On with the story. What can I tell you about myself, the world? I have two options. Show you my weaknesses, my failures, and right when you’re about to hate me I’ll tell you why I’ve been led to act that way--the formula for every last nineteenth century novel. This formula just doesn’t apply anymore. By obliterating the world, humanity had also obliterated history. We had to start over. Though the death of art is as good a place as any to talk about the death of the world. When I was in my twenties, trying to struggle to be a writer, the 19th century was just one century away, lingering like a God behind us, a giant monkey on our backs- Dostoevsky, Brontes, Flaubert, a modern Bible. For my generation, the twentieth century was the monkey and a less imposing one. For all the war, technological breakthrough, etc. the century ended in an artistic fizzle. Regrettably, the 21st began with the same fizzle which never ended. It turns out that fizzle was the sound of a wick burning out before the great dynamic explosion of war. People had stopped trying, as if they were struck with some tragic premonition. It’s all going to die, why bother. A kind of rational apathy which is only undepressing in hindsight. Instead of a great economic depression leading up to a war, there was a great artistic depression leading up to the war, which is almost to the world’s credit--that art had any impact at all. The past masters seemed clued into a greater light, but with God dying there were less clues. And it turns out that the lack of good art is as bad a thing as poverty. It fucks with the basic ether.

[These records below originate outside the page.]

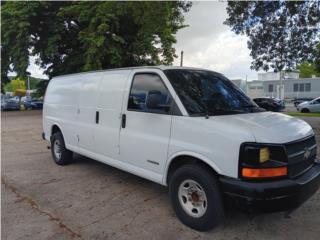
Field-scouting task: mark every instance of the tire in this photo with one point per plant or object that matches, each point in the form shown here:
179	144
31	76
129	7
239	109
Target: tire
211	213
60	154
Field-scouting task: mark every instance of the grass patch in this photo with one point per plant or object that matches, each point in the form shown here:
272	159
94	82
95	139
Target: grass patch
299	114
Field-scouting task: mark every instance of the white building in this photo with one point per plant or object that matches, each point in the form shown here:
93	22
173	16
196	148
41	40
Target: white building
268	85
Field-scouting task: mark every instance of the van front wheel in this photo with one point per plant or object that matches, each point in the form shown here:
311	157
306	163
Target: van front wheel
60	154
196	198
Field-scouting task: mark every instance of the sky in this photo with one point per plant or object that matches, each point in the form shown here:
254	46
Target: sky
207	43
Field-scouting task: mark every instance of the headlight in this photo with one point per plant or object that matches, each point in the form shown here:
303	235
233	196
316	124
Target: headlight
262	161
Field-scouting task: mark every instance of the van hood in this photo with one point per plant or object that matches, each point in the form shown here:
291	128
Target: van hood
304	103
268	127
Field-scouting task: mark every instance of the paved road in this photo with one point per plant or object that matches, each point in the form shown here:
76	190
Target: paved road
89	200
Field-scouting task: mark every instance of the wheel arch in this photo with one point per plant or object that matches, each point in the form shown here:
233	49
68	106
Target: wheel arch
55	127
182	158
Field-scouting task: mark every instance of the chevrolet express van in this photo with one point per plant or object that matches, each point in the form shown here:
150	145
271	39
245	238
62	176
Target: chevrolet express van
190	129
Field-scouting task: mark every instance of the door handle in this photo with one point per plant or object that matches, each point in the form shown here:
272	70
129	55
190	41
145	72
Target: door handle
97	117
123	120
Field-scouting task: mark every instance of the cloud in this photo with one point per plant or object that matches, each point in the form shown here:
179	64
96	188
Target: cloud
208	43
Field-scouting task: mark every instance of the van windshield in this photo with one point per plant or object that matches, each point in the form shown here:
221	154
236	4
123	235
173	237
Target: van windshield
209	93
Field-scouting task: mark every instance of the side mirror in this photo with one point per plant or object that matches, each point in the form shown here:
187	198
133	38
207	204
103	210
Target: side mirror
154	101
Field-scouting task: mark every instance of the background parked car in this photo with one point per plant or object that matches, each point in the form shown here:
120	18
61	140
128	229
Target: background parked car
297	101
33	104
310	106
270	104
9	105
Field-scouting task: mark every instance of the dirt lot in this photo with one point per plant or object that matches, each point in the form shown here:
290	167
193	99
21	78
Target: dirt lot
89	200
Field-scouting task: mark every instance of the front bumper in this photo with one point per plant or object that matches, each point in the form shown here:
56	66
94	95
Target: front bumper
273	196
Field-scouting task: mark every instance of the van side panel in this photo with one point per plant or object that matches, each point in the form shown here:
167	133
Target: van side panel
109	106
60	108
88	100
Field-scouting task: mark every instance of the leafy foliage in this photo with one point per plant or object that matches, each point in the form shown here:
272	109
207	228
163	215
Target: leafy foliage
281	34
69	37
308	69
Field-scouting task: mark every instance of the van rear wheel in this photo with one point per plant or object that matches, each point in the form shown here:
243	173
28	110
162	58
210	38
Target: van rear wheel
196	198
60	154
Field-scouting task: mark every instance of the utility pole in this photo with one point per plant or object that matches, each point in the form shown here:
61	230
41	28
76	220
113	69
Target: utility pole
281	87
28	83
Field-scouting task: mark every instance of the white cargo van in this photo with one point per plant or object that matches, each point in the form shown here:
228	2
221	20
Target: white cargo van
190	129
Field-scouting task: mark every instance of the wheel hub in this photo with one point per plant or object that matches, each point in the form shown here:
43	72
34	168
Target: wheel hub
192	198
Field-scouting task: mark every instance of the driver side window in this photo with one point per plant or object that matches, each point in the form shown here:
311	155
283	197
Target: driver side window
149	94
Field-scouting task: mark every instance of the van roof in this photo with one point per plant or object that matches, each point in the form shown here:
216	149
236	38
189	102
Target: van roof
161	67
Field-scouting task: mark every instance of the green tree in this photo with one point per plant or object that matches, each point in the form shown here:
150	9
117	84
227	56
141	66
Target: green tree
281	34
70	37
307	69
15	84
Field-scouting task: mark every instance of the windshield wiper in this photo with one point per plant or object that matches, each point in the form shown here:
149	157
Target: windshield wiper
253	108
223	110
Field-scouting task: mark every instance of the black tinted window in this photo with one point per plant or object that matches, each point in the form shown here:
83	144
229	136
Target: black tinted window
148	85
205	92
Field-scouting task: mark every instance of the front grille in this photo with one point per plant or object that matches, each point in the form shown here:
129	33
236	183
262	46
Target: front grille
301	155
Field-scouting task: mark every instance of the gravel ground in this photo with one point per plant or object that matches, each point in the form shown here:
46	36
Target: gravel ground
89	200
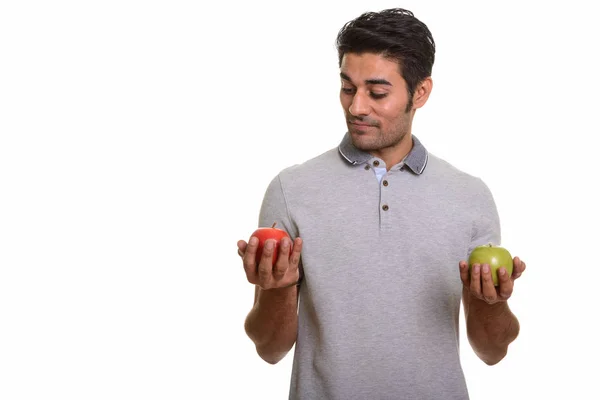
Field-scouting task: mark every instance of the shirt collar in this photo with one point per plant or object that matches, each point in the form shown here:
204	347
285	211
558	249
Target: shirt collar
416	158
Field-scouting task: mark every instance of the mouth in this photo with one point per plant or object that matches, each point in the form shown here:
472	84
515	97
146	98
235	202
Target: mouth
361	124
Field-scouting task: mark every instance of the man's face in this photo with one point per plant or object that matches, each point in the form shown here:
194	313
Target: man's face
374	97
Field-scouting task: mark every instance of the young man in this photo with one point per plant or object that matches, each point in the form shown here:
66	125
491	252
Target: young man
370	288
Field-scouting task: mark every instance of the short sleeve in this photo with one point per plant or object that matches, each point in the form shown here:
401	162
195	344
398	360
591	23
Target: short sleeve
274	209
486	221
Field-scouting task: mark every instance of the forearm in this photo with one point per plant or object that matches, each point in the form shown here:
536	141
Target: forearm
490	328
272	324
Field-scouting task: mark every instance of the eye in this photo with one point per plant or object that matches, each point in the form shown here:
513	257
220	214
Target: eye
378	96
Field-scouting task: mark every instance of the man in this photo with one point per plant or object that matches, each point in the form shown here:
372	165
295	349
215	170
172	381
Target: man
369	290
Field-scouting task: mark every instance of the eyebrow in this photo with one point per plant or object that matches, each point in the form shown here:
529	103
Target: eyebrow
368	81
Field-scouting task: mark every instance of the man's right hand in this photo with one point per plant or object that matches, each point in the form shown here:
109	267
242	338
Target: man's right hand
284	273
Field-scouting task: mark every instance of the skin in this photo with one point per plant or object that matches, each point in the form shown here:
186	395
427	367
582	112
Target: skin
374	97
379	115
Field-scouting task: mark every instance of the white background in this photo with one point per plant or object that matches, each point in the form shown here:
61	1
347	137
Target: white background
137	139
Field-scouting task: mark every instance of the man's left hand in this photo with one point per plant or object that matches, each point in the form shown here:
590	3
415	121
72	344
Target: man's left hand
479	282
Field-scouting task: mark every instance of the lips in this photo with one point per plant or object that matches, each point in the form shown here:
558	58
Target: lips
361	124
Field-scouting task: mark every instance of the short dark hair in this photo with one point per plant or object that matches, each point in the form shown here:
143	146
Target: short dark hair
395	34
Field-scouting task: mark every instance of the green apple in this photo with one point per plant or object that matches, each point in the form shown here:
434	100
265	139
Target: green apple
494	256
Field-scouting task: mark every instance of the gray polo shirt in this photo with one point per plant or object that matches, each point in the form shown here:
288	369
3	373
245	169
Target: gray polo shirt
380	300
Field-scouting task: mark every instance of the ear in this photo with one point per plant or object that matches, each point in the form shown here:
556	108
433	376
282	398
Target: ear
422	92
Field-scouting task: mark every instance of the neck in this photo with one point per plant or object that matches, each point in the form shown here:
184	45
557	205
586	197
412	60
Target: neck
394	154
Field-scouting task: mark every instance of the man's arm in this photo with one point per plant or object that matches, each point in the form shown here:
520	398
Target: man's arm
491	326
272	323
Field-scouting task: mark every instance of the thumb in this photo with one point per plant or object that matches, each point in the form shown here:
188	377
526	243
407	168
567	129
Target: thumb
242	247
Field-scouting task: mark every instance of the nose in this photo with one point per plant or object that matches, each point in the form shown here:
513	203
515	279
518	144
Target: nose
360	105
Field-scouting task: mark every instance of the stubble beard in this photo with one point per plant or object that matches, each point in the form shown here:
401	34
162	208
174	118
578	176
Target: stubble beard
366	141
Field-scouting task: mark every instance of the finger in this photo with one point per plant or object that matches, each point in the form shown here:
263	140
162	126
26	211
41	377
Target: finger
241	248
487	284
249	259
505	284
295	257
518	267
475	284
265	267
463	267
282	263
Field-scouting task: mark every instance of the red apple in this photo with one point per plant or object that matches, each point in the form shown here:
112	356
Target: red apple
494	256
265	233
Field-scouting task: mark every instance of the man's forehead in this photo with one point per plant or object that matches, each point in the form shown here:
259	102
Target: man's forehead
368	66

So I’m not going to use the nineteenth century literary convention. I won’t even go as far back as Joyce. When we’re talking about the final destruction of the world, it seems a little vain, a kind of cheat, to play with literary convention. Basically, I’m not sure how to express myself to you in literary terms when the world had become such an unliterary place. All those classic writers were part of the paradise of the past--an innocence so distant and so unreal that they no longer have the weight of a memory, or even a dream. They may have the weight of a brochure. An advertisement for something that no longer exists.

They say that every generation romanticizes the one that came before it, unrealistically. But for us it really was the last decade. The world really did suck more than it ever had. Misanthropy wasn’t just a product of envy, condescension, vanity, and immaturity, but survival. While we lived in a world of rational apathy, we also lived in a world of rational cynicism, even a rational desire for the apocalypse. Armageddon was a form of ambition, an antidote. Play Arvo Part’s "Tabula Rasa" and you might see what I mean.

Yet, I have to admit, during those years leading up to the Big One there was something electric in the air. Impending doom can be exciting. Actual doom is something else. Like the difference between drug addiction and drug withdrawal.

I didn’t know we were close to the end either. I was still thinking about Dickens and Dostoevsky, Mozart and Beethoven, Lennon/McCartney, as if past achievements would somehow save us. They were proof, weren’t they, that the human race was worth saving? They were proof like DNA evidence is proof--irrefutable, perhaps, but invisible.

The point of this prelude is to suggest that backstory is not entirely necessary. The past was dead. While World War III wouldn’t have happened without WW I and II, or anything else that had ever happened, for that matter, it was a product of a different mindset from the past. If only history could repeat itself. If only we could go back to quaint little wars like World War II when only several million died, the earth survived, and there was still a lot of history to be lived in the future. Of course, I’m a writer and my ego’s at stake so I’ll probably get into it somewhat. I am also making the vain attempt to sum up the end of the world, as if my far-sighted eyes are the window in. I guess I’ve just summed up the limitless ego of the writer. Even in the face of genocide, he tries to make a case for the beautiful uniqueness of his life. But what choice did I have in the face of the Great Oppression--the death of God, science, love and hate--except to believe in myself.